Now, perhaps you think this all sounds like the menu at a tinfoil hat restaurant. Reasonable conclusion. You might also run Microsoft Windows without antivirus and not worry about clicking links in emails, too. Maybe you will be okay.

For those of us that like to play it safe, here are some suggestions to reduce your potential harm from these tracking techniques:
  • Turn off all images and HTML scripting in emails.
    • You may need to turn it off in multiple locations:
      • Website access (if applicable) - Example: Gmail
      • Software application - Example: Outlook
      • Phone - Example: Gmail App, Built-In Mail Application
  • Never click a link in an email to view it since that will activate the tracking mechanism.
    • If you do click a link in an email and it wants you to enter information - close that website immediately. Manually browse to the company site and ask for support directly.
  • Need to see email images? Install an application to block tracking:
  • Always ask to receive "Plain Text" emails from vendors - not HTML.
    • Turn off email notifications from any company that only has HTML emails.
    • Amazon Examples
      • Advertising Preferences
        • Select "Do Not Personalize Ads from Amazon for this Internet Browser"
        • Do this for each device you use.
          • This is an example of antagonistic approach toward customers.
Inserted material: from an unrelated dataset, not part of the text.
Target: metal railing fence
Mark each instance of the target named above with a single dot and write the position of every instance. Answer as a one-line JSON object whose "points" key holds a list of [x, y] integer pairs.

      • Your Browsing History
        • Clear your browsing history.
        • Switch "Turn Browsing History On/Off" switch to OFF.
        • Do this for each device you use.
    • Facebook Examples
      • Turn off all email notifications from Facebook.
      • Avoid installing Facebook Messenger, Instagram and Facebook on your phone.
      • Better yet - if you can do it, just don't use Facebook.
  • Use an internet service provider (ISP) you trust.
    • Your gateway to the internet (Comcast, Verizon, AT&T, T-Mobile, etc.) has the ability to track enormous amounts of data and some have stated (Comcast, Verizon) that they may begin using this information for financial gain.
    • If you do not trust your ISP, try to use only HTTPS sites.
    • Even better - use a VPN service to hide your traffic.
  • Do not trust/use any company that supports eliminating Net Neutrality.
This are just a few of the ways you can start protecting yourself from online tracking mechanisms. Even if you do nothing, at least you are aware that this is a potential problem. Good luck!